The discussion within our group was lively. Should Protostrategos try to improve the hiring software, or just scrap it? Was the company right in disclosing the software’s discriminatory nature to Helena? Perhaps Protostrategos should have covered it up and simply offered her an interview. Does the company need to get the consent of its employees before using their data to train the system, and if so, is Protostrategos required to scrap its model and train it all over again? How much was this company in the wrong, both legally and ethically? And what role should values play in the company’s decision-making… such as the seven values from the European Commission’s Guidelines for Trustworthy AI, which include human agency and oversight; technical robustness and safety; privacy and data governance; transparency; diversity, non-discrimination, and fairness; societal and environmental well-being; and accountability.

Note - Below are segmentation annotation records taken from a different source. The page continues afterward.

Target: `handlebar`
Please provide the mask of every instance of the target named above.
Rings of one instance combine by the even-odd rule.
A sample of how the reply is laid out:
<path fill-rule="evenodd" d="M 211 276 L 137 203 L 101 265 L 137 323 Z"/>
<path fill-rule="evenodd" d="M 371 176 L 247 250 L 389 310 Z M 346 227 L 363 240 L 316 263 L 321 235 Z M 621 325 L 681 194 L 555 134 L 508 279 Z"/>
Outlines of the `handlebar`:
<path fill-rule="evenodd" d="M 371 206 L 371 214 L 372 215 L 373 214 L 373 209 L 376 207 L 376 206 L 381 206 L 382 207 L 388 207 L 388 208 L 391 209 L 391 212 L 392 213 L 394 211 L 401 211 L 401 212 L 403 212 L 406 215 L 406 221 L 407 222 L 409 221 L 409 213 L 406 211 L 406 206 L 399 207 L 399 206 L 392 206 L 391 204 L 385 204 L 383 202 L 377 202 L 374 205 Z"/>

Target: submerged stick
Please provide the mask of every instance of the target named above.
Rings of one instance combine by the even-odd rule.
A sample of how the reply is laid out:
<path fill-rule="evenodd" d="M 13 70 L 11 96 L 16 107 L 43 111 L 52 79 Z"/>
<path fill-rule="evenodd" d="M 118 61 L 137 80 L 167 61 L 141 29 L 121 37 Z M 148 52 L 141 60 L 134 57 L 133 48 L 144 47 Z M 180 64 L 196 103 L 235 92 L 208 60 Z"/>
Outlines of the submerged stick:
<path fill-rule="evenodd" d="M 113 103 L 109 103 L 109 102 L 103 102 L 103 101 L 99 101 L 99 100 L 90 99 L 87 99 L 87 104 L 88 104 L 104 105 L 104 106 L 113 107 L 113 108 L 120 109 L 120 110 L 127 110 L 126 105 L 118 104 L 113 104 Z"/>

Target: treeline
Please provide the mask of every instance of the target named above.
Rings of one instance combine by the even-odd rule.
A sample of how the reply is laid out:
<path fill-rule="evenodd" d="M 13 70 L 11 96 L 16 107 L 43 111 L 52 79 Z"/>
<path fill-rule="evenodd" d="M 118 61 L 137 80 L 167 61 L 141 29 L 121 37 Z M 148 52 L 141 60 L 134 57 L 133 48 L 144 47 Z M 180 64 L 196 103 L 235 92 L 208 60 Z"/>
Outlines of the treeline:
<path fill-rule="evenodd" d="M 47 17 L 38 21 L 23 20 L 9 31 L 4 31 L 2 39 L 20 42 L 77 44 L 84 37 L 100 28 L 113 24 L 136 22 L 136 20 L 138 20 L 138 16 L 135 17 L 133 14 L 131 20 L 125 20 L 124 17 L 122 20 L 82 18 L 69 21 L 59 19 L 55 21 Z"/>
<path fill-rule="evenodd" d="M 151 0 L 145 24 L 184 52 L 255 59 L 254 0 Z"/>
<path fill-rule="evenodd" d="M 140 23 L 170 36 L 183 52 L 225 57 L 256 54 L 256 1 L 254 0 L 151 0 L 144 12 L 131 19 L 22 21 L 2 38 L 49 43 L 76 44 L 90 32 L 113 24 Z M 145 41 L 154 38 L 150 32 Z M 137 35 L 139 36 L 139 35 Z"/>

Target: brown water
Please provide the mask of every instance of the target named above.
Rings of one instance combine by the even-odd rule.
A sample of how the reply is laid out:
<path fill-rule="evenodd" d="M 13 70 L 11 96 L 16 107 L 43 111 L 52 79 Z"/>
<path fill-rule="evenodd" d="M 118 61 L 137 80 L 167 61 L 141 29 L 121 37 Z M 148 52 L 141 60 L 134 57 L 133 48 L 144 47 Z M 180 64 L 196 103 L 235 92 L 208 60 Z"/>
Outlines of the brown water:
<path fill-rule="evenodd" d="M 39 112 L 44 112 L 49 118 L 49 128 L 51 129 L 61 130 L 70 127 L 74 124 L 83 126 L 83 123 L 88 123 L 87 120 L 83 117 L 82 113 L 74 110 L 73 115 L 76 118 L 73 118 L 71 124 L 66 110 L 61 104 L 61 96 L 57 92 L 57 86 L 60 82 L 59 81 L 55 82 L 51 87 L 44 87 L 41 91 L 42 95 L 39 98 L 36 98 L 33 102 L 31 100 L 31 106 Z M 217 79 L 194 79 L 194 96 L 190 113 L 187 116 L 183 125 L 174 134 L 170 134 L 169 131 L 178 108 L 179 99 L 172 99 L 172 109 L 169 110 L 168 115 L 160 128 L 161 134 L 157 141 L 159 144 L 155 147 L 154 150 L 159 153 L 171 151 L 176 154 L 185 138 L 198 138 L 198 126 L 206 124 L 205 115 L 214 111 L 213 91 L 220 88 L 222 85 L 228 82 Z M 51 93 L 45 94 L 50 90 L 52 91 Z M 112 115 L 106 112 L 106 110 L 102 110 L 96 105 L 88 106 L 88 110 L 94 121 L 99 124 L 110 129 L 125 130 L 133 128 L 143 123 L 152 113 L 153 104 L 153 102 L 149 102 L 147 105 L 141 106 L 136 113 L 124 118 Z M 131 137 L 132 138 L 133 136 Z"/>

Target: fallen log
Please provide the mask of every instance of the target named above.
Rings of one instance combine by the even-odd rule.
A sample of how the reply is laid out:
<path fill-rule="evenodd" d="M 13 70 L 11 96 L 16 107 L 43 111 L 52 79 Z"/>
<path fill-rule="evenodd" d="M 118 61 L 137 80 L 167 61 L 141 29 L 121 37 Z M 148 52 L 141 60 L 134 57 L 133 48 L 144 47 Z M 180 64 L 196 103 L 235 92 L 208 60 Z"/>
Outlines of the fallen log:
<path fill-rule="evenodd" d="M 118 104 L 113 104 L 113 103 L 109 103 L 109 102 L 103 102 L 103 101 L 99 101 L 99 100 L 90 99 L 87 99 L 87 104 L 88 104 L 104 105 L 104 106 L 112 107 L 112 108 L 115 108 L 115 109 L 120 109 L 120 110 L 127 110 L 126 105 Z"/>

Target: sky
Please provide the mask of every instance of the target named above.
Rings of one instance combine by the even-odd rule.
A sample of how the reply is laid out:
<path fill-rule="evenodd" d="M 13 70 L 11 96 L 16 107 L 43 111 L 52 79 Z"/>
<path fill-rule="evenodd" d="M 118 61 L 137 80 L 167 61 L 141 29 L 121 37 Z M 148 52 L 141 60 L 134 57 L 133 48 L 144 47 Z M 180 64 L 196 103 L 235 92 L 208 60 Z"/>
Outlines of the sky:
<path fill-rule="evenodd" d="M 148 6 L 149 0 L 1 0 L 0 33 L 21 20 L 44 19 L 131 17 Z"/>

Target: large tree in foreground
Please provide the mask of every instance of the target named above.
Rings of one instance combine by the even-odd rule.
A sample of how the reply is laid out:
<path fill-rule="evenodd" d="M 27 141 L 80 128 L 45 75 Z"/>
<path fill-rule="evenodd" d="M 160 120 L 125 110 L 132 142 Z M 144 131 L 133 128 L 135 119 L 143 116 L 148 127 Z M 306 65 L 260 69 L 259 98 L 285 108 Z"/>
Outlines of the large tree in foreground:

The brilliance of this particular exercise was in the way it engaged students by having them play roles in a fictional artificial intelligence ethics scenario. When we evaluate a morally and legally thorny case like this, we can be quick to impose our usual standpoints and prejudices. For example, I tend to think that most artificial intelligence ethicists overstate the importance of software transparency, that is to say, I have a bias in favor of permitting black boxes compared to the mainstream opinion on the issue. So, in looking at this user case, I am unlikely at first to argue that it matters whether or not we understand the precise logical steps the hiring system takes in deciding whether to reject an applicant. However, by being forced to see the case from a particular stakeholder’s point of view – say, the Chief Technical Officer – I can understand the argument that this system needs to be transparent. Otherwise, that officer cannot reverse-engineer the computer’s learning process and give the company a clear answer to Helena about why she was rejected.
Playing these roles reminds us that sometimes people’s values with regards to artificial intelligence are the product of their job, rather than emerge from objective reflection, untainted by day-to-day concerns, about ethics and law. I would like to think that my opinions about artificial intelligence in society derive from the latter. Pondering artificial intelligence ethics has been my full-time job for some three years now, so I would like to think that I have considered this topic from lots of angles. However, what I learned from this course is that it is always a healthy practice to step back from one’s particular opinions, try to adopt the role of a different stakeholder, and see artificial intelligence through that person’s eyes temporarily. This involves a kind of humility, one that perhaps that the leaders of Strategion/Protostrategos failed to embrace when they first proposed using their own software to speed up the process of hiring people into their firm.